Military continues to struggle with wartime contracting
Despite knowing it would need heavy contractor support for war operations, the military wasn't ready to manage the contractors -- and still isn't, commission finds.
The government has lost more than $30 billion to waste and fraud in Iraq and Afghanistan, reports the Commission on Wartime Contracting. The number could be closer to $60 billion, the commission has found.
The bipartisan commission released its final report to Congress on Aug. 31, outlining its findings on making wartime contracting more effective while minimizing fraud and waste. Among the other key points:
- Total spending on contractors in the war zones will exceed $206 billion in the next month.

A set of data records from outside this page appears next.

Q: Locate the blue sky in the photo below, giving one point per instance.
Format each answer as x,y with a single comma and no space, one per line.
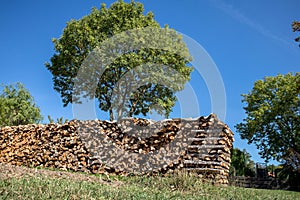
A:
247,40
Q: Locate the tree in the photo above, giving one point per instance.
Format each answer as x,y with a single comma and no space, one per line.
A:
81,37
241,163
17,106
273,121
296,27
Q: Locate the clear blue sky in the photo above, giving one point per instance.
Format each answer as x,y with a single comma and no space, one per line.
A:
247,40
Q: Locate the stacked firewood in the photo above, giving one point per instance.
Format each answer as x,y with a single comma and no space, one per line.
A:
130,145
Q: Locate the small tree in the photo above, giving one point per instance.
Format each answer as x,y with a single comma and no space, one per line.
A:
273,118
81,37
241,163
17,106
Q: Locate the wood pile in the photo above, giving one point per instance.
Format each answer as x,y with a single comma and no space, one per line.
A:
131,145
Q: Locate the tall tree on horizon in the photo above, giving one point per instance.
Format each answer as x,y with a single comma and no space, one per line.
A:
83,36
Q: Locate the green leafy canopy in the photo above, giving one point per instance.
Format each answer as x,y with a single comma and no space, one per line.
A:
17,106
81,37
273,120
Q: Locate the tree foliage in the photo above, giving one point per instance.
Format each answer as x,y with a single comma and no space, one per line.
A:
81,37
241,163
273,121
17,106
296,27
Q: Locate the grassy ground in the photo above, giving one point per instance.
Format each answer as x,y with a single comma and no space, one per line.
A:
183,186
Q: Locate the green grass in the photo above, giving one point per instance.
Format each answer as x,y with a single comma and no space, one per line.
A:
182,186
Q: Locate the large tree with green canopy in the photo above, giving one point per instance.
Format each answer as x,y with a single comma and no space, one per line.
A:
17,106
273,118
81,37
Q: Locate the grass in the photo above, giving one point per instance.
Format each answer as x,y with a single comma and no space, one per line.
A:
182,186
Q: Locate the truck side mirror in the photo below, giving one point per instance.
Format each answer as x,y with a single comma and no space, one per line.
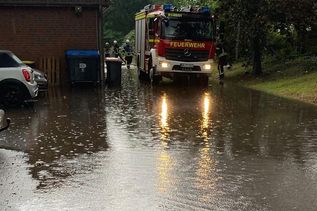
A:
4,123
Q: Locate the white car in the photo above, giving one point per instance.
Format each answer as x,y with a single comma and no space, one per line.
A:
17,82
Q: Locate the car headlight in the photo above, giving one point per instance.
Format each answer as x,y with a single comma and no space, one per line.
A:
164,65
207,67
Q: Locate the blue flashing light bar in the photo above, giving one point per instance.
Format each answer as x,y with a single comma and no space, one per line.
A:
167,7
205,10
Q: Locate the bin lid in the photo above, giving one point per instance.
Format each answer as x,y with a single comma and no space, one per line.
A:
94,53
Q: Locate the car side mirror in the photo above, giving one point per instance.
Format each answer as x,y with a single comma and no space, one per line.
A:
4,122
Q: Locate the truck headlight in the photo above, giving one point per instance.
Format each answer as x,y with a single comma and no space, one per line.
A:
164,64
207,67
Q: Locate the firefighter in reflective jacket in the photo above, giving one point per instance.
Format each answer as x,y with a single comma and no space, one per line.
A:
222,59
128,52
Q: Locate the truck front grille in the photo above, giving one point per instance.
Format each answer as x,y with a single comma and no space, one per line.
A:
186,56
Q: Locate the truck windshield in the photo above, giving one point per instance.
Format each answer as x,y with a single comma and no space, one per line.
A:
187,29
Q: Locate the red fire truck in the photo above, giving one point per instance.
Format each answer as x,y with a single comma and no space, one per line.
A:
171,42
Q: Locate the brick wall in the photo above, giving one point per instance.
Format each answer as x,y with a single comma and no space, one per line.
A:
36,32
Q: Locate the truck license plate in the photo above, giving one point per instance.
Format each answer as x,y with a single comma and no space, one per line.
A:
187,67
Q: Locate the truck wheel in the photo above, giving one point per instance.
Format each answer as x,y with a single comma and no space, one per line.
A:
12,95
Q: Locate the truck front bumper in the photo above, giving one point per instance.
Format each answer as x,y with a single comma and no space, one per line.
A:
169,66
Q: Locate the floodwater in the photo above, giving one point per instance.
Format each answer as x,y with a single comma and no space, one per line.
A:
171,147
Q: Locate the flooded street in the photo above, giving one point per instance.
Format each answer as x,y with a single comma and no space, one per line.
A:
169,147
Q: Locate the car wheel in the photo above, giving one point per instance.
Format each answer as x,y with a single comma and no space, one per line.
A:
12,95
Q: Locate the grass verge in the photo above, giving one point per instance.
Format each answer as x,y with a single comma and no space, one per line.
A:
295,79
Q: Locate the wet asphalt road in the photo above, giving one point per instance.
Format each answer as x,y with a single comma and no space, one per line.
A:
170,147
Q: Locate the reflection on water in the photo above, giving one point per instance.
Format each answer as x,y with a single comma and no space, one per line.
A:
206,115
165,130
165,165
163,148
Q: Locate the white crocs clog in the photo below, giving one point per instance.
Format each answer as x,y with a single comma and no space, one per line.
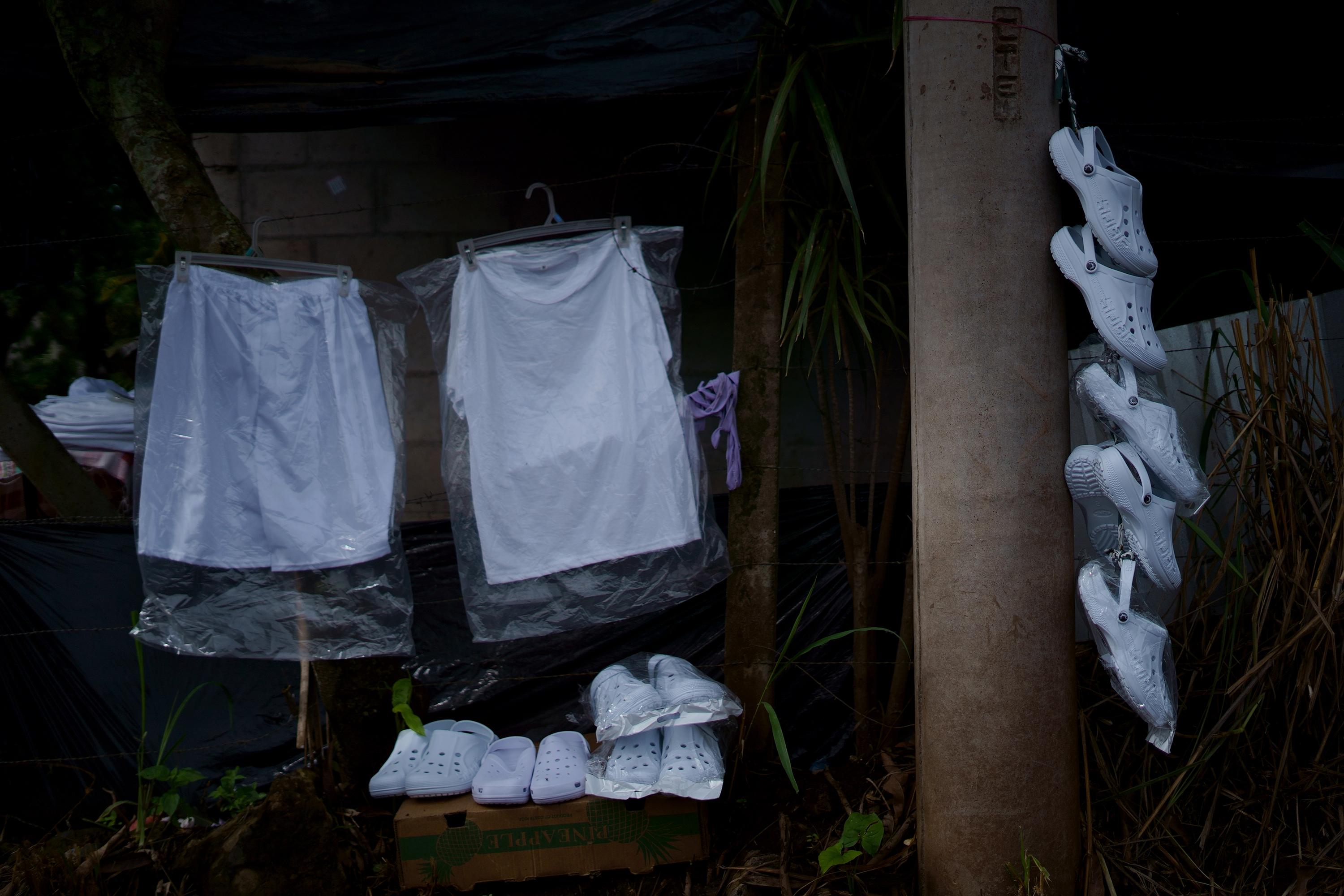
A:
681,683
561,767
690,755
506,773
636,759
1121,304
1112,199
406,754
1120,476
1132,649
1100,515
616,692
1151,428
451,761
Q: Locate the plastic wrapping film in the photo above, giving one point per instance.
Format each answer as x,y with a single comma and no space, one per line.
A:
257,610
650,691
681,761
1133,645
599,593
1164,445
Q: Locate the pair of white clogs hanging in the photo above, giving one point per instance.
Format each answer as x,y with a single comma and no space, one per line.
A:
465,757
1117,281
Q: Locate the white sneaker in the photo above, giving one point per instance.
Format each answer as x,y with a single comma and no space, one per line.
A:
1112,199
681,683
617,694
690,755
1120,304
451,761
1151,428
406,754
1121,477
1132,649
636,759
561,767
1100,513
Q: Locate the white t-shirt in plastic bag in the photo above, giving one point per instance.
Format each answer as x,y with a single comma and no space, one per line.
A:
557,361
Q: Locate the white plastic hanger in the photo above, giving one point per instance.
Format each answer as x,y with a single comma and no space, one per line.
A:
553,226
183,263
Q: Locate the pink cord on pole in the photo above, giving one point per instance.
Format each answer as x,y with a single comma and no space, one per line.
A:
984,22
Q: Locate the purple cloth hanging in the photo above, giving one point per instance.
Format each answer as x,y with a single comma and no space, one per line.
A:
719,398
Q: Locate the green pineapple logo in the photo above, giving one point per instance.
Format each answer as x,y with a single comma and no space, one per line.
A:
455,847
652,836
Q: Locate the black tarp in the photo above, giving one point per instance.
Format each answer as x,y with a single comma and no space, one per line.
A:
73,702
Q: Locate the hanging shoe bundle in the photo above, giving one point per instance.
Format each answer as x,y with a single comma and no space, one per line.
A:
659,731
1132,488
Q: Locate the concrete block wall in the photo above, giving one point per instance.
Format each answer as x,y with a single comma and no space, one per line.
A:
408,194
405,197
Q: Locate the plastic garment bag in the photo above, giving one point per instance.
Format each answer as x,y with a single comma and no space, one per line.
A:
590,505
269,466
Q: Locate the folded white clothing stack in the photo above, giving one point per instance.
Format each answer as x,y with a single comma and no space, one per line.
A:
95,414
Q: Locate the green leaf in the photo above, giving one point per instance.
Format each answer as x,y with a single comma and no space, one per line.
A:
410,719
168,802
832,856
1332,249
1209,542
772,125
862,829
780,746
828,134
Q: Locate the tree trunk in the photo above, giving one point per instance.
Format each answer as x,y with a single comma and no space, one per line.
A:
117,54
996,724
749,642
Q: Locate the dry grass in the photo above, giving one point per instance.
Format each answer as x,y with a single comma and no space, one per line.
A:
1252,800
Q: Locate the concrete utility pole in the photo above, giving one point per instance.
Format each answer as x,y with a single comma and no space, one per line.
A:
754,507
996,712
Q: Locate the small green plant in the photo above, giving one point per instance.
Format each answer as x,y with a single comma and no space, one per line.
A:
861,829
167,804
402,706
233,797
783,661
1027,870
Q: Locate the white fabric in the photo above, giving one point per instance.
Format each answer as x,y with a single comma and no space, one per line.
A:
557,361
268,441
96,414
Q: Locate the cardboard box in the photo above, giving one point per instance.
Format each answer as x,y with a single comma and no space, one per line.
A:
459,843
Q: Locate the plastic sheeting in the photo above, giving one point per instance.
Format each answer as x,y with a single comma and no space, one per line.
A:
73,702
260,612
597,593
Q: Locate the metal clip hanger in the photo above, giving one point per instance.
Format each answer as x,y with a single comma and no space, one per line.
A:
183,263
553,226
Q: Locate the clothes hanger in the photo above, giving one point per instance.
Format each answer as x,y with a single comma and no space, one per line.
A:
253,258
553,226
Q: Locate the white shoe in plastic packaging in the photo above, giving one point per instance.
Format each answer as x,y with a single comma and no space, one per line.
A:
506,773
1121,304
406,754
1112,199
451,761
627,767
1151,426
561,767
674,694
1135,649
1116,476
693,765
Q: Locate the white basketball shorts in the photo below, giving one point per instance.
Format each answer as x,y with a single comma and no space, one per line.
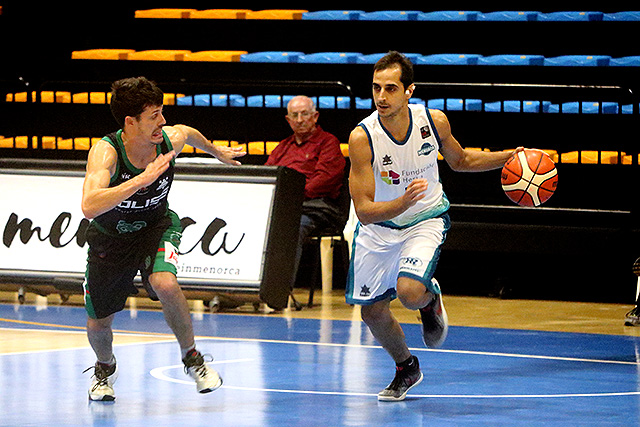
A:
380,255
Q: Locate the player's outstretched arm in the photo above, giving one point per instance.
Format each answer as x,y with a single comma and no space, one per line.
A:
181,135
362,185
97,196
462,160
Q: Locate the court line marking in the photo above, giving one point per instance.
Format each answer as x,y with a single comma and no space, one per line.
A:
469,352
437,350
159,373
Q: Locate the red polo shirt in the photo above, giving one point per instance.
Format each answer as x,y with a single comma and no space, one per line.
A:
319,158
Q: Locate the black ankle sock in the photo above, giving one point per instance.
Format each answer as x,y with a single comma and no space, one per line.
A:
410,364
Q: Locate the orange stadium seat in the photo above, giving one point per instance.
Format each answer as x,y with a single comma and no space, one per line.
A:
215,56
220,14
101,54
158,55
276,14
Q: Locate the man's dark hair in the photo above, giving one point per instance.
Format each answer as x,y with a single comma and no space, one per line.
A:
130,96
396,58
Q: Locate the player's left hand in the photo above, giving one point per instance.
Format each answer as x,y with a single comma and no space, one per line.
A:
228,154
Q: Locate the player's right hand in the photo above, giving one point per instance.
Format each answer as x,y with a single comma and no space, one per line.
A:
415,191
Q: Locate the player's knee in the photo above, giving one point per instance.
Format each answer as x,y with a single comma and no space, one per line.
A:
412,294
164,284
99,325
374,314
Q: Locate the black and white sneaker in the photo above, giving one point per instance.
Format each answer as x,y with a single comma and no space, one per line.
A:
404,381
207,379
632,318
102,382
435,324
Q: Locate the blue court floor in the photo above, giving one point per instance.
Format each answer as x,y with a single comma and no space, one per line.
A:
281,371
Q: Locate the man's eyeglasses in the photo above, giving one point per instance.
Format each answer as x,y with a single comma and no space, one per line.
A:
302,114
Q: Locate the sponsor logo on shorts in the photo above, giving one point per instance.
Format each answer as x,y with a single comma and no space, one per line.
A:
170,254
125,227
411,261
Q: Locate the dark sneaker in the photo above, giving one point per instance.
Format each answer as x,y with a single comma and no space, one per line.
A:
435,324
102,383
402,383
207,379
632,318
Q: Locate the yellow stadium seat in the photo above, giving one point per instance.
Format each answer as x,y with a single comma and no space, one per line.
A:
271,145
591,157
48,142
15,142
101,54
220,14
158,55
276,14
165,13
91,98
215,55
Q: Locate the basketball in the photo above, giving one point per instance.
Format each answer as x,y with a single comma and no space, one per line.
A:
529,178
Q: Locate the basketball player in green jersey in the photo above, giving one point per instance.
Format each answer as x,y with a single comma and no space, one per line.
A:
402,212
128,178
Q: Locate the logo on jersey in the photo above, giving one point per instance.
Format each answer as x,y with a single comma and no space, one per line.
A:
365,291
170,253
163,183
125,227
426,149
390,177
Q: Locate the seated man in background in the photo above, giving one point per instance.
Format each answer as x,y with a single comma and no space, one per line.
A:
316,154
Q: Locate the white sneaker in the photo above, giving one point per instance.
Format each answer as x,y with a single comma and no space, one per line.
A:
207,379
435,324
102,384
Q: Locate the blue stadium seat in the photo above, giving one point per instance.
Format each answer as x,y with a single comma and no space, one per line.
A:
517,106
333,15
509,16
211,100
372,58
622,16
364,103
511,60
448,59
455,104
333,102
271,56
330,58
571,16
391,15
268,101
587,108
625,61
578,61
449,15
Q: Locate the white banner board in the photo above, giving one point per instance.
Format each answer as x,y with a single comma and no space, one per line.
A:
223,242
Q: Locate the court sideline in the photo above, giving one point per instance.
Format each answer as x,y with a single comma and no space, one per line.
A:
506,362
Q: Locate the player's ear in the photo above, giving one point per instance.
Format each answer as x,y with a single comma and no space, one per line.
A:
410,89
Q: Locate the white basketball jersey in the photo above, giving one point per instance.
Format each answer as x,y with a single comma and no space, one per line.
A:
397,163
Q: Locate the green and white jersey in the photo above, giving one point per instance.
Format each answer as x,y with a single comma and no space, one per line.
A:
147,206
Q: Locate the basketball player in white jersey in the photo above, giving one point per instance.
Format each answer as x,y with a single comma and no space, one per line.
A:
402,212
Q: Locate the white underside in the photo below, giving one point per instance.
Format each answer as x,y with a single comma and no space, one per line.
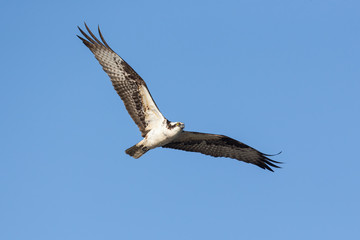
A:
160,135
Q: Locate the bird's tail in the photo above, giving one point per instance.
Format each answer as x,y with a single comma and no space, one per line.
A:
137,150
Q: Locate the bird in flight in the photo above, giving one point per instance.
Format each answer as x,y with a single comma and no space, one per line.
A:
156,130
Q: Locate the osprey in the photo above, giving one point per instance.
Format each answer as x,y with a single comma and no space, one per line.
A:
156,130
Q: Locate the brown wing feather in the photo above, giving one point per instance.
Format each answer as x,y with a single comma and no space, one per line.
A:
128,84
221,146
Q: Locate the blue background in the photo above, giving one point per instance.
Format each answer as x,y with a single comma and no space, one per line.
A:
277,75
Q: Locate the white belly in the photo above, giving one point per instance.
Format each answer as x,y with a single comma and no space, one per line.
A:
160,136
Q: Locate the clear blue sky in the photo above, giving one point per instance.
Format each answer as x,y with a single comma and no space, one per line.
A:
277,75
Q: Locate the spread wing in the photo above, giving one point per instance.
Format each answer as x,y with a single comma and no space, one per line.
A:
221,146
128,84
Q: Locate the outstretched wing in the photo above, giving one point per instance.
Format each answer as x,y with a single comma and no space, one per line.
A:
128,84
221,146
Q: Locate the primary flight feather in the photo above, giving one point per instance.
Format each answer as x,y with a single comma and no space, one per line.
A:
154,127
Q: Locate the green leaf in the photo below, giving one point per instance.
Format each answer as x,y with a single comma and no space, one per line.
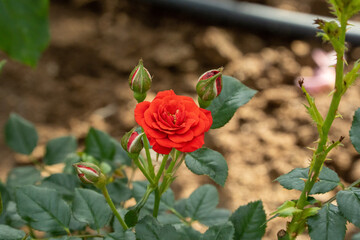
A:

- Due to reductions in the federal acquisition workforce and in military support units in the 1990s, the government can’t conduct large or sustained contingency operations – including war – without contractor support.
- Despite having known for 20 years that such contractor support would be necessary, the Defense Department was not prepared to manage the contractors effectively when combat operations began and still doesn't have the needed capabilities.
- The familiar trinity of waste, fraud and abuse are all problems in Afghanistan and Iraq, but waste is by far the biggest problem.
- The causes of waste include "poor decision-making, vague contract requirements, lack of adequately trained federal oversight people in the field, duplicative or unnecessary work, failure to revise or recompete contracts, unsustainable projects, inadequate business processes among contractors, and delayed audits,” said Commission Co-chair Michael Thibault, former deputy director of the Defense Contract Audit Agency.